A/N: I've thought about this story for a long time and wavered back and forth on it, and finally decided to go ahead and write it. Updates may be slow, but I promise I'm still working on it.



Shuichi looked up, startled. A man he had just walked past was staring at him intently. The man looked vaguely familiar, like Shuichi might have known him a long time ago, but he couldn't come up with a name or a place. "Yes?" he said cautiously.

The man was still staring at him--not just intently, but with some kind of shock or dismay. Something sad. The hairs on Shuichi's neck started to raise slightly--he wished the light would change so he could cross the street. Maybe this man wouldn't be going the same way. "Do you know who I am?" the man asked.

Shuichi shook his head. "I'm sorry," he said, as politely as he could manage while feeling slightly spooked out. "I don't recognize you."

The man sighed. His face seemed to grow a little longer. "That's how it's supposed to be. But I thought I'd try first."
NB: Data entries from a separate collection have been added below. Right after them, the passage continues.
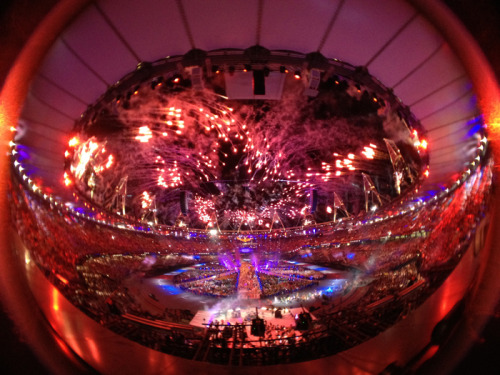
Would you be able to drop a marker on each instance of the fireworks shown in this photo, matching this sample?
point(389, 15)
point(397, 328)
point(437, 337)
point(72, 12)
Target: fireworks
point(244, 164)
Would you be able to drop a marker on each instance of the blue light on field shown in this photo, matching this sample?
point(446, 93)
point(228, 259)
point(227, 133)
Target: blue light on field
point(170, 289)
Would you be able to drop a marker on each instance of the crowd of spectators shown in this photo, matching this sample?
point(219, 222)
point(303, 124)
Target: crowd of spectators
point(414, 251)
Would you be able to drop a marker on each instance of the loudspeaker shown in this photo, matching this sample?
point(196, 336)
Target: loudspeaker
point(314, 200)
point(184, 202)
point(259, 82)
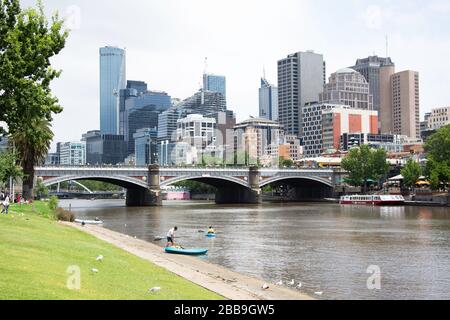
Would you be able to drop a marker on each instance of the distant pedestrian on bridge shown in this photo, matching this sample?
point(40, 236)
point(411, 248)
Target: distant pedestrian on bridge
point(171, 237)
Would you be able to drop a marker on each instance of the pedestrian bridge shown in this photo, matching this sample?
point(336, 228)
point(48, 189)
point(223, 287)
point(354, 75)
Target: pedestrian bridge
point(234, 185)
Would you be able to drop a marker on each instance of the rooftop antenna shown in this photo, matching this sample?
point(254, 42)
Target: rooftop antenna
point(387, 46)
point(206, 66)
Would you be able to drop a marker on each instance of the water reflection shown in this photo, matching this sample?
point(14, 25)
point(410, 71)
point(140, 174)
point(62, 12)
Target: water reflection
point(325, 246)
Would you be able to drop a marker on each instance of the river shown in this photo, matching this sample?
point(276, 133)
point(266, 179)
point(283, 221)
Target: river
point(326, 247)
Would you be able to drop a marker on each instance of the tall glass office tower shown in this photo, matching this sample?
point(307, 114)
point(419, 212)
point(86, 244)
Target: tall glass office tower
point(215, 83)
point(112, 80)
point(268, 101)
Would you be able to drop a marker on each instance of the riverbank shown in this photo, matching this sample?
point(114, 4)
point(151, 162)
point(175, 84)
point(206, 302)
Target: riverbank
point(36, 253)
point(227, 283)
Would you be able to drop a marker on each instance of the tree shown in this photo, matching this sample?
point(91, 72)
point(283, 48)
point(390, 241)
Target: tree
point(364, 164)
point(27, 42)
point(438, 155)
point(40, 190)
point(411, 173)
point(32, 144)
point(9, 168)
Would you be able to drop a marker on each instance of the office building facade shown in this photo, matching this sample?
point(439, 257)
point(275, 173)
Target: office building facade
point(370, 68)
point(112, 80)
point(146, 146)
point(340, 120)
point(72, 154)
point(301, 77)
point(347, 87)
point(400, 103)
point(438, 118)
point(255, 138)
point(215, 83)
point(101, 148)
point(268, 101)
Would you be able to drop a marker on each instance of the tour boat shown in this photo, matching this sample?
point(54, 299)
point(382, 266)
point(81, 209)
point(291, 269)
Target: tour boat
point(375, 200)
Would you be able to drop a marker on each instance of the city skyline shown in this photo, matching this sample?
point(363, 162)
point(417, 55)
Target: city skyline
point(231, 48)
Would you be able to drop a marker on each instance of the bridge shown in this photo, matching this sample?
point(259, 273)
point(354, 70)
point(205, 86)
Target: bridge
point(234, 185)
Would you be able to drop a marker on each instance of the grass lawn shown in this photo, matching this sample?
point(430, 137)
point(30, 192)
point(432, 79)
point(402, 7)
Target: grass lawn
point(36, 251)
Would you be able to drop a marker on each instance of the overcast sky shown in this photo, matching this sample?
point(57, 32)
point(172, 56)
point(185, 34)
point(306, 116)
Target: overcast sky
point(168, 40)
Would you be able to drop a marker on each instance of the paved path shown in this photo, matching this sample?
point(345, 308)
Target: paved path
point(227, 283)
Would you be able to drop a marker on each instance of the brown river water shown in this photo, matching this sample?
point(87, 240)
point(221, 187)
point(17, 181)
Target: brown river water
point(326, 247)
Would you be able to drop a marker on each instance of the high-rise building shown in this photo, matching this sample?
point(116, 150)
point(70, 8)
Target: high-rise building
point(337, 121)
point(370, 68)
point(301, 77)
point(199, 132)
point(215, 83)
point(268, 101)
point(104, 148)
point(72, 154)
point(255, 138)
point(207, 103)
point(143, 111)
point(3, 143)
point(112, 80)
point(439, 117)
point(347, 87)
point(400, 102)
point(146, 146)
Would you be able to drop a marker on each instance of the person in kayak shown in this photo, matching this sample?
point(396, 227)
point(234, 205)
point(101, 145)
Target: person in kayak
point(171, 237)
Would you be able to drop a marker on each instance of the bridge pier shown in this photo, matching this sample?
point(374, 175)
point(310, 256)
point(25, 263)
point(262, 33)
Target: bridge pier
point(150, 197)
point(233, 194)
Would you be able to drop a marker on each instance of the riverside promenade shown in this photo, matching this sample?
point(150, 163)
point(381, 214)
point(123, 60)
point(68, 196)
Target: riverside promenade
point(227, 283)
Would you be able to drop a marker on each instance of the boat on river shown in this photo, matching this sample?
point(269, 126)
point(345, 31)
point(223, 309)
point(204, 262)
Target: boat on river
point(189, 252)
point(374, 200)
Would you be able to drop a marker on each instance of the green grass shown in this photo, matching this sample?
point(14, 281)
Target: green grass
point(36, 251)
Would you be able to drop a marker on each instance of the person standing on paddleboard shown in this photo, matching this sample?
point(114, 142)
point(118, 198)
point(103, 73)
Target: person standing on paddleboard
point(171, 237)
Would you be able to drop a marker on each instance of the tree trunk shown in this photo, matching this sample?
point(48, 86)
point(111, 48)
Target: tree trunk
point(28, 180)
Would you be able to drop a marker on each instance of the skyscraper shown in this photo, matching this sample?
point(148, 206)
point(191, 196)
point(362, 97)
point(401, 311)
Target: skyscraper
point(215, 83)
point(268, 101)
point(347, 87)
point(112, 80)
point(400, 102)
point(301, 77)
point(370, 68)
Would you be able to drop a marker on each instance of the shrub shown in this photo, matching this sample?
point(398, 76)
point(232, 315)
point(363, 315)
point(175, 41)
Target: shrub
point(64, 215)
point(53, 203)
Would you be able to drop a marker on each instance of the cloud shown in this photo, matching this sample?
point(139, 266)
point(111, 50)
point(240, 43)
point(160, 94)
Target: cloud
point(373, 17)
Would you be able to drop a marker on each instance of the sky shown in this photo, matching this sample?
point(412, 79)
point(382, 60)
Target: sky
point(167, 42)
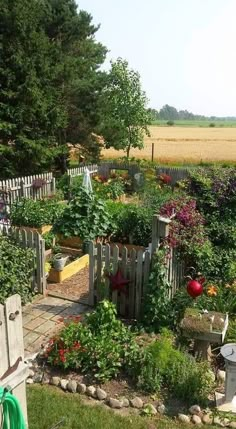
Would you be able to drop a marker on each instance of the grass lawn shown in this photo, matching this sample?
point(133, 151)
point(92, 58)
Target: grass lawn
point(48, 405)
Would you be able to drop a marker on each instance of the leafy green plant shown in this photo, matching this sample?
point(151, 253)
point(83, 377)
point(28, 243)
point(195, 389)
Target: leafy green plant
point(86, 217)
point(16, 266)
point(158, 311)
point(133, 225)
point(100, 345)
point(35, 213)
point(185, 378)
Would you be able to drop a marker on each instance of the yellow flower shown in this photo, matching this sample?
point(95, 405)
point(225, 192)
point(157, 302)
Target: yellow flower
point(212, 290)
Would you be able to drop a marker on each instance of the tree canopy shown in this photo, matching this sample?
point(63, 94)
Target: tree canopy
point(50, 81)
point(125, 118)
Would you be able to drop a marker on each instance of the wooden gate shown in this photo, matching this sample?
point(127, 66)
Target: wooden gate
point(134, 266)
point(13, 370)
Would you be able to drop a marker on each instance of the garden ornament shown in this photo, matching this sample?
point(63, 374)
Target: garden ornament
point(118, 282)
point(87, 184)
point(227, 401)
point(195, 284)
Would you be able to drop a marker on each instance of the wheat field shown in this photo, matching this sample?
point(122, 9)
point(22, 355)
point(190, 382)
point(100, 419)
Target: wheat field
point(184, 144)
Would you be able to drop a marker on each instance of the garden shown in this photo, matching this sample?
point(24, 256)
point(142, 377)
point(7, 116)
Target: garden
point(168, 360)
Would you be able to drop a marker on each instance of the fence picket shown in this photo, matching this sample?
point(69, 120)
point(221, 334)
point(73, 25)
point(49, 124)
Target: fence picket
point(115, 266)
point(124, 269)
point(132, 282)
point(138, 288)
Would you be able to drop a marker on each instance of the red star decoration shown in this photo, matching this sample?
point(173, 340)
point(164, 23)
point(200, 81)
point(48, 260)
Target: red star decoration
point(118, 282)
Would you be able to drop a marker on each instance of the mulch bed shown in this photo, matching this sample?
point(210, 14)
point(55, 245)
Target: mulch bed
point(76, 288)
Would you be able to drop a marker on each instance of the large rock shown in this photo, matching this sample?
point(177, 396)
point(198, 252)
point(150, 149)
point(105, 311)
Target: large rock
point(55, 381)
point(64, 383)
point(101, 394)
point(207, 419)
point(72, 386)
point(195, 409)
point(196, 419)
point(221, 421)
point(183, 418)
point(136, 402)
point(91, 391)
point(150, 409)
point(125, 402)
point(115, 403)
point(81, 388)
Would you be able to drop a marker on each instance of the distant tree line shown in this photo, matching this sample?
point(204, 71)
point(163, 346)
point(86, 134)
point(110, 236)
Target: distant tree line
point(170, 113)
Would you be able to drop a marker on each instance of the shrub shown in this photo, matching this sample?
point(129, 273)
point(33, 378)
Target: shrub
point(158, 312)
point(16, 265)
point(133, 225)
point(99, 346)
point(86, 217)
point(35, 213)
point(185, 378)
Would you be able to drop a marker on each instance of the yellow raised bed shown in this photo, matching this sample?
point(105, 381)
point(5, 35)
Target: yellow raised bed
point(70, 241)
point(69, 270)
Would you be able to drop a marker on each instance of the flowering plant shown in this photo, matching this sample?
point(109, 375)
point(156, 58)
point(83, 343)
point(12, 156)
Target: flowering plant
point(187, 226)
point(165, 178)
point(100, 345)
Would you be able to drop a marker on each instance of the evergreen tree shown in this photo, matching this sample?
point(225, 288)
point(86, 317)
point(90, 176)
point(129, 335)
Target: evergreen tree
point(49, 82)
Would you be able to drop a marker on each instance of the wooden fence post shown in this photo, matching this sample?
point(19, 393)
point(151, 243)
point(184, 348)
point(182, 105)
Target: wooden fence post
point(91, 299)
point(12, 351)
point(22, 189)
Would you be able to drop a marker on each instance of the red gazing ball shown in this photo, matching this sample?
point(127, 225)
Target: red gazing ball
point(194, 288)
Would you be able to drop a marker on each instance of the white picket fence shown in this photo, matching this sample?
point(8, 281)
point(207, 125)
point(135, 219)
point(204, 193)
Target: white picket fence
point(27, 238)
point(176, 174)
point(78, 171)
point(25, 187)
point(13, 370)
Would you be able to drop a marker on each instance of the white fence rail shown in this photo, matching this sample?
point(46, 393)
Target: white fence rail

The light changed. Shuichi immediately stepped onto the crosswalk, but to his chagrin the stranger kept pace with him. His tone when he spoke again was more brisk. "Well, hey, you may not remember me, but we used to be friends," he said. "Good friends."

"If we had been friends, I would remember you," Shuichi said curtly.

"Not necessarily. There's huge chunks of your life that you don't remember, Shuichi. I'm one of them."

Shuichi stopped in his tracks, staring. The stranger was a few steps ahead before he realized Shuichi had stopped and turned around. "I'd wait until we're back on the sidewalk to do that, if I were you."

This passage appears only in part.